My first independent journeys were with a hideous, torturingly uncomfortable metal-framed canvas rucksack to which my mother had touchingly sewn a Union flag. I graduated to a squishy nylon bag which came with me on my first trip to New York. My first married trips were with brown paperboard cases with leather corners which I thought nicely reflected a debonair, worldly sophistication I had recently self-diagnosed. However, they disintegrated when wet, stained the contents, and the clasps soon broke so we went sensible and bought lightweight, stiff, black plastic cases. They are in the attic now, covered with dust and stickers from long-dead airlines.

For 20 years we have been using soft leather bags, which patinate nicely. They can be rammed into exiguous rental car spaces and pass most modern carry-on tests. They also, or so I like to think, communicate a sort of relaxed insouciance.

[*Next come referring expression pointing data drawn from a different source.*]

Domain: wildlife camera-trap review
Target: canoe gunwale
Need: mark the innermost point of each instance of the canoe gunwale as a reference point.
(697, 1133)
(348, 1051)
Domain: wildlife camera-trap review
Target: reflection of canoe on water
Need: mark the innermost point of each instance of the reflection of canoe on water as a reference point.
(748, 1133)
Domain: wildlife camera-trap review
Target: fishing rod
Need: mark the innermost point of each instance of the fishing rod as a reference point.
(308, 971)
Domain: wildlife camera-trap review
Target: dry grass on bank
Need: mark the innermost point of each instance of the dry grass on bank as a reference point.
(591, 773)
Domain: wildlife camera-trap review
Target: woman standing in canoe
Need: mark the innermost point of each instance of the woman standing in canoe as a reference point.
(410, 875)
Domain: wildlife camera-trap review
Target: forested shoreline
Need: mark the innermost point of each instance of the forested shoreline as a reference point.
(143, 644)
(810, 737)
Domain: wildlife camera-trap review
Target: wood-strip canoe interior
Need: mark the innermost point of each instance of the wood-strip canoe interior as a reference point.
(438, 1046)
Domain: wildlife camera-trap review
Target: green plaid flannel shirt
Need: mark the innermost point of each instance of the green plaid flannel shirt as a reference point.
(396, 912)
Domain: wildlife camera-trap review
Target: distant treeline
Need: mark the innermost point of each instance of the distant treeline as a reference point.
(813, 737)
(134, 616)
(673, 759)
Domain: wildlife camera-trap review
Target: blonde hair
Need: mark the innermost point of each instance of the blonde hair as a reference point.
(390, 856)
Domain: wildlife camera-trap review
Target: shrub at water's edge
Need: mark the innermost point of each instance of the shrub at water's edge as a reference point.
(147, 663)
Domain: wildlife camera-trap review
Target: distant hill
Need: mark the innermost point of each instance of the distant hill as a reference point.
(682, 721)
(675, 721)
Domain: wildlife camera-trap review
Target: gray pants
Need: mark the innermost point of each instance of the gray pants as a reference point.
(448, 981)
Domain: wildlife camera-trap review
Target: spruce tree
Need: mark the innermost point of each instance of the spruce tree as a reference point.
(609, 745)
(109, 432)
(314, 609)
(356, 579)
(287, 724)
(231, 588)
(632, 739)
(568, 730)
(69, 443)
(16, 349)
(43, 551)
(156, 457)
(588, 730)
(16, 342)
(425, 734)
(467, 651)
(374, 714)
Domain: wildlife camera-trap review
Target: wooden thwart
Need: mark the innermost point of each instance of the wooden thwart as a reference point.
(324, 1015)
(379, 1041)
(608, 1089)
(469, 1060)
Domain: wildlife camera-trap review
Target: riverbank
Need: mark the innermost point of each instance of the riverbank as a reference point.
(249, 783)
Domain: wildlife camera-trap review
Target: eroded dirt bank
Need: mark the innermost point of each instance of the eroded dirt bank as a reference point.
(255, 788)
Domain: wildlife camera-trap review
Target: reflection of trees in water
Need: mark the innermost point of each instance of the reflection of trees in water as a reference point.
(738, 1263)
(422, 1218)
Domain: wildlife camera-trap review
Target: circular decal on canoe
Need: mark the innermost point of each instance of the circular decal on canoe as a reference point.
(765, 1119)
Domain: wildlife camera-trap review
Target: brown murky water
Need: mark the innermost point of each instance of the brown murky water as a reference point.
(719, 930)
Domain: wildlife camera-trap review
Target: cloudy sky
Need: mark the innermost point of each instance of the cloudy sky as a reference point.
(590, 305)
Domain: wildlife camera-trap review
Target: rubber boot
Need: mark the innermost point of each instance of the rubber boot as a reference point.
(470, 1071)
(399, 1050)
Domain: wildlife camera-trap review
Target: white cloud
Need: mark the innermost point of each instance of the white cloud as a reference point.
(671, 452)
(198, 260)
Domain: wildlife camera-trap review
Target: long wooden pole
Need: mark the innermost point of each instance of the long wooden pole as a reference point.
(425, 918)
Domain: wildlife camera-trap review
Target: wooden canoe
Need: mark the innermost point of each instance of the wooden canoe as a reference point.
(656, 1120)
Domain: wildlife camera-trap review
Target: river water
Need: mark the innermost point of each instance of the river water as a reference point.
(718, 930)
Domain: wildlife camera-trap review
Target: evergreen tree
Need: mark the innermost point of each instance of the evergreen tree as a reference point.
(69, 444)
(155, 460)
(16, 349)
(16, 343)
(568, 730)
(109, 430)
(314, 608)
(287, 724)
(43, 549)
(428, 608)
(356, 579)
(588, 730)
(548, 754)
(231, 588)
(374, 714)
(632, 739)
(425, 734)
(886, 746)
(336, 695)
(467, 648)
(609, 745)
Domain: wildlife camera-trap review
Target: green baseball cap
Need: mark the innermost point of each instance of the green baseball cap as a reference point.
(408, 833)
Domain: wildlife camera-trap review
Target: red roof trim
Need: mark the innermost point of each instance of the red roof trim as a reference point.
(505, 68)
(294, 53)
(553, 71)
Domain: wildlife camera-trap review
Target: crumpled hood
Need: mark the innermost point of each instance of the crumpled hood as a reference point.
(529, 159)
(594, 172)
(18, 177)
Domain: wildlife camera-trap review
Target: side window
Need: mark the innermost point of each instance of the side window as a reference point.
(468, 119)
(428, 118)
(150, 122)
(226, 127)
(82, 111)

But recently my wife has protested about the beat-up leather bags. Her counter-argument is that they have no structure and clothes that began their journey neatly pressed become rumpled in transit. Things get lost, bottles get broken. We were going to get some stiff cases with wheels.

Wheeled cases say to the mind: "No more heaving and sweating, plus my shirts will look as if I have a valet." They say to the soul: "I am going to look like a selfish prat who has lost all spatial awareness, I will double my footprint and declare to the watching Proust that I can't be arsed to discipline my packing."

Anyway, my wife won hands-down and we got shiny black plastic, carry-on capsules from John Lewis. Reader, I felt defeated and ashamed. Or I did until I had to whizz through Athens airport at peak time and did so with the spirit and dash of a very young man, not the stroppy funk of a middle-aged masochist. They enhanced my performance and my mood. The Seventh Age of Luggage is about staying cool, calm and well-pressed. For me, this is late-onset maturity. On wheels.